The decorated bone was located in the former cave entrance, about 1 meter from the person holding the staff to the right.

The researchers created their own models using stones blades made from Baltic flint. They also carved five Limousin cow bones to help understand the process. Different methods were used to treat the bones: one was fresh, another was dried in the air and a third was left alone.It was dried in the open, while bone four and five were boiled once each.
“The new bone…it didn’t really work out. The bone was very hard. Dirk Leder, a researcher at the State Service for Cultural Heritage Lower Saxony Hannover, Germany and the author of the study, said that we were always sliding with the tools.

Leder and his colleagues discovered that the boiled bones provided a soft surface that allowed them to make precise incisions that closely resembled the original. The object was made using a combination cutting and scraping. It took Leder and his colleagues around one-and-a half hours.

Early modern humans were first to exhibit artistic expression and cultural innovation around the world. This evidence dates back to Africa, approximately 100,000 years ago.We see tools made of other materials, like bone, ivory, antlers and shell bead ornaments. There are also advancements such as the use cave art, pigments and deliberate burials.
Archeologists have found similar cultural and technological innovation at European Neanderthal sites, although they are rarer. These ornaments include tooth pendants, talons of birds of prey, and evidence of funerary behaviour. There is evidence, though not conclusive, that Neanderthals made abstract motifs and stencils at cave sites in Spain.

Complex behavior

Homo sapiens is thought to have arrived in Europe around 45,000 years ago. They then overlapped with Neanderthals over thousands of years. The two groups met for the first time around 45,000 years ago. They also merged with Neanderthals for thousands of years.
The study authors stated that the engraved bone of deer was of independent Neanderthal authorship and therefore not connected to Homo sapiens, despite its age.
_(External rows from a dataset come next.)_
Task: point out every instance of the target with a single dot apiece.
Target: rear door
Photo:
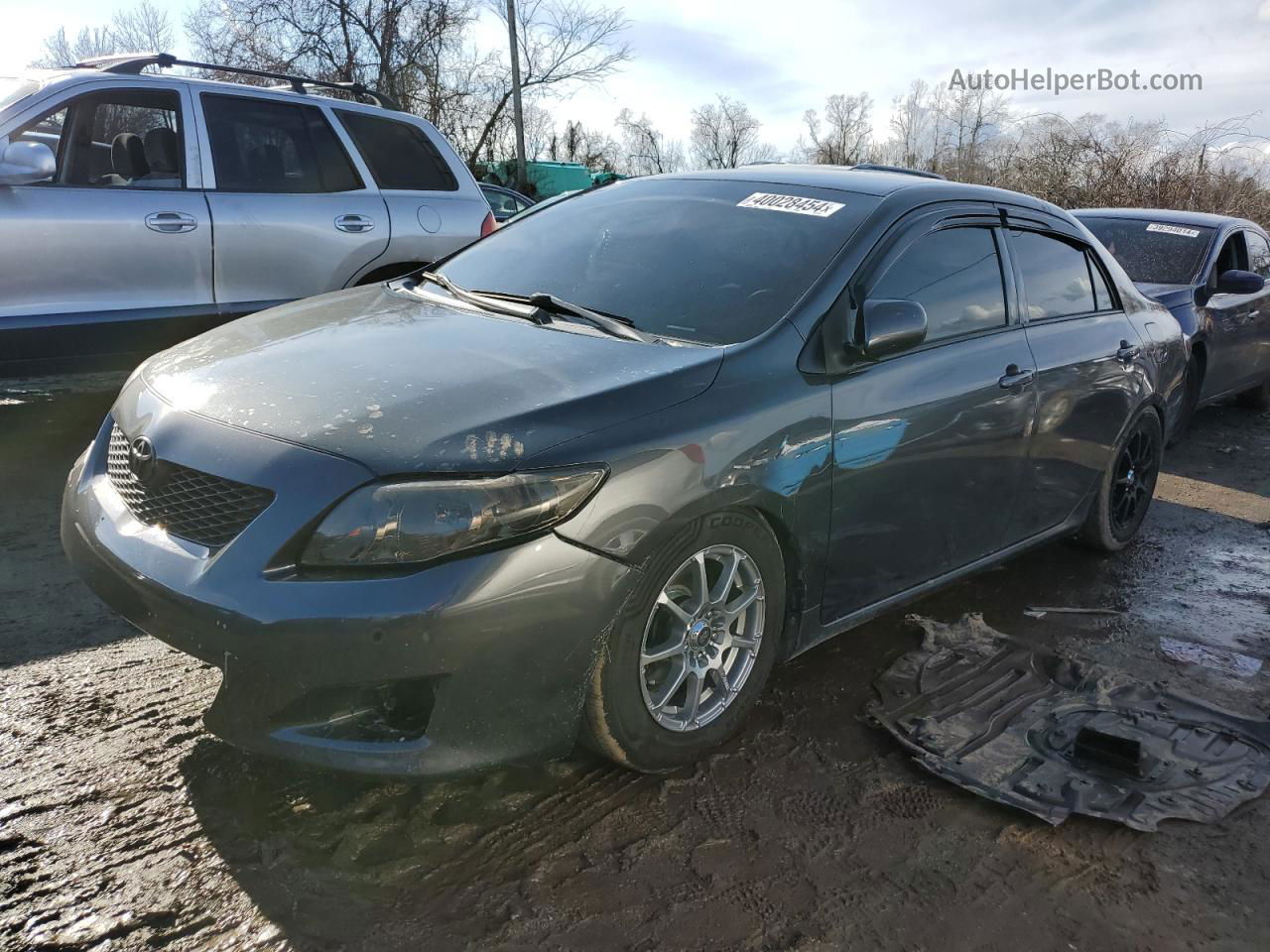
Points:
(118, 239)
(1088, 377)
(293, 213)
(432, 212)
(930, 444)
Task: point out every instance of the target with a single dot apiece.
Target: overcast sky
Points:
(783, 59)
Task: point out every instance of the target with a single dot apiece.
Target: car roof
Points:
(1167, 216)
(870, 181)
(79, 73)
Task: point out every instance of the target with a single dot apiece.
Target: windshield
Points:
(13, 89)
(1153, 253)
(708, 261)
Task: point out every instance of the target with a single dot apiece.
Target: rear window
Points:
(708, 261)
(1153, 253)
(400, 155)
(267, 146)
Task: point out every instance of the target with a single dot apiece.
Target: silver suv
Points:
(140, 208)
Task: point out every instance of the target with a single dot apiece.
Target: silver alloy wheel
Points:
(701, 638)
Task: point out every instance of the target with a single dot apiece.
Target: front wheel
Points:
(1127, 486)
(688, 658)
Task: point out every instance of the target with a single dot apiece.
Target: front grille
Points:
(189, 503)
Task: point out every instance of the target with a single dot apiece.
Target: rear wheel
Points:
(1127, 486)
(688, 658)
(1257, 398)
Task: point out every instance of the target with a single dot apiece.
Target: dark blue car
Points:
(1210, 271)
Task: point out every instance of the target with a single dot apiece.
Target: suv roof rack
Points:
(901, 169)
(132, 63)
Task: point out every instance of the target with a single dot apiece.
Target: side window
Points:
(955, 275)
(267, 146)
(400, 155)
(1057, 280)
(1233, 255)
(1102, 299)
(118, 139)
(1259, 254)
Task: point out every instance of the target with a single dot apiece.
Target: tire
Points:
(701, 645)
(1191, 400)
(1257, 398)
(1114, 518)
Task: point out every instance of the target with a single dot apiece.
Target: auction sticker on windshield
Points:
(1174, 230)
(790, 203)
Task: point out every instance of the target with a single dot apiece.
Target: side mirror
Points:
(24, 163)
(890, 326)
(1236, 282)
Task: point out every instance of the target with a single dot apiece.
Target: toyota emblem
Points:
(141, 458)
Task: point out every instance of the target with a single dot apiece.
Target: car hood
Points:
(1169, 295)
(407, 385)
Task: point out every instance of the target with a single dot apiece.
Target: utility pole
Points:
(518, 116)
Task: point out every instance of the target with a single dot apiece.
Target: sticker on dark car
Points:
(790, 203)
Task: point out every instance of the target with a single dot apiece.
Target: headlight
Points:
(399, 524)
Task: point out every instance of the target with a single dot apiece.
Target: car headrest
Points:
(163, 151)
(128, 155)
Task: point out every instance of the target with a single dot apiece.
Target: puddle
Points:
(1216, 658)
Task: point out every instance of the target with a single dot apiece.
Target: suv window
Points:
(1056, 273)
(400, 155)
(267, 146)
(1259, 254)
(955, 275)
(121, 139)
(1102, 298)
(1232, 257)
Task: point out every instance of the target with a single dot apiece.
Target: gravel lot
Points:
(125, 825)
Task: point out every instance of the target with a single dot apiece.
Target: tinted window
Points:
(121, 139)
(1056, 276)
(1153, 253)
(955, 275)
(1101, 293)
(1259, 254)
(259, 145)
(688, 258)
(399, 154)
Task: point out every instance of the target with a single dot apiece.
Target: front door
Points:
(118, 239)
(1236, 322)
(1088, 372)
(294, 216)
(929, 444)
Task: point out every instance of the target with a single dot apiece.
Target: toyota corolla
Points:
(590, 477)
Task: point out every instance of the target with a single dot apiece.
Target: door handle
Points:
(1128, 353)
(171, 222)
(354, 223)
(1016, 377)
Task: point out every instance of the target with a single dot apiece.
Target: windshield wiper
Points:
(607, 322)
(483, 301)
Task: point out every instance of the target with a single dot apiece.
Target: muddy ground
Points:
(123, 825)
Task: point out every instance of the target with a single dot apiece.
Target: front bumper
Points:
(489, 655)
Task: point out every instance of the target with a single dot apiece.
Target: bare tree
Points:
(647, 151)
(139, 30)
(562, 44)
(725, 136)
(843, 139)
(399, 48)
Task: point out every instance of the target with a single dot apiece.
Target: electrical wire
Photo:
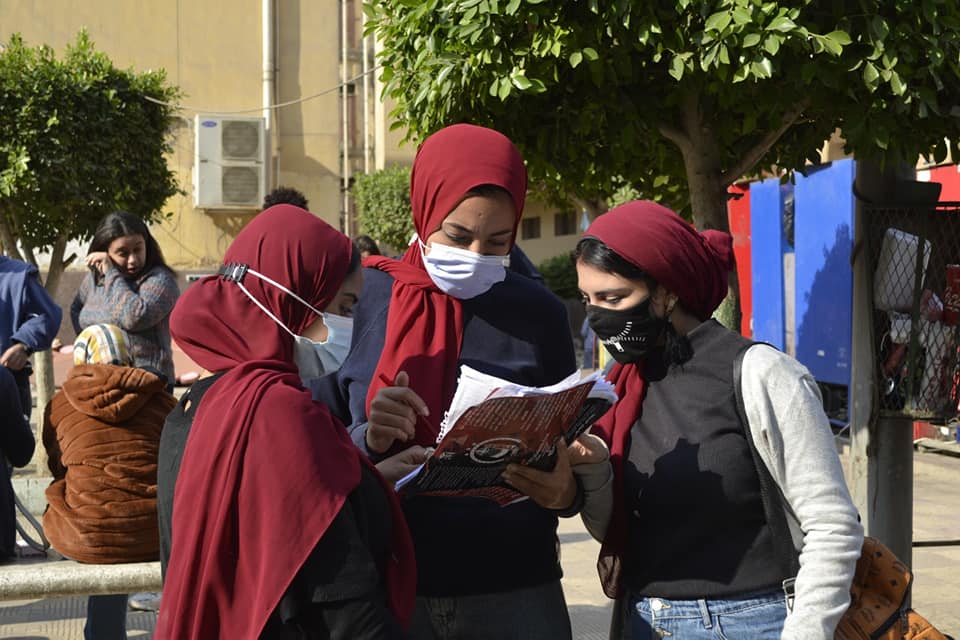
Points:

Six lines were drawn by computerized topography on the engraved bone to show the shape and form of the chevron symbol.

They pointed out that evidence of Homo sapiens in central Europe dates back to the Upper Danube region, which was between 43,500- 38,000 years ago. This is several millennia before the engraved bone. They stated that the first evidence of Homo sapiens in Europe, pendants made out of animal teeth 45,500 years old, is located 1,500 km (932 miles) from Bulgaria.

Bello, Natural History Museum, said that more recent research had been done.Genetic evidenceA skull of a Homo sapien from the Czech Republic, approximately 400 km (248 miles) away from Einhornhohle, was found that indicated the individual may have some Neanderthal DNA.This suggests that Neanderthals and early modern humans may have interbreeded over 50,000 years ago.

“Given the early exchanges of genes, it is impossible to exclude an equally early exchange between Neanderthal and modern human populations. This may have had an influence on the production of the engravedartefact from Einhornhohle,” she wrote the commentary.
She wrote, “The possibility that an acquired knowledge is from modern humans does not undervalue, my opinion, the cognitive capabilities of Neanderthals.”
“Rather, learning, integrating innovation into one’s culture, and adapting to new technologies and abstract ideas should be considered a part of behavioural complexity.”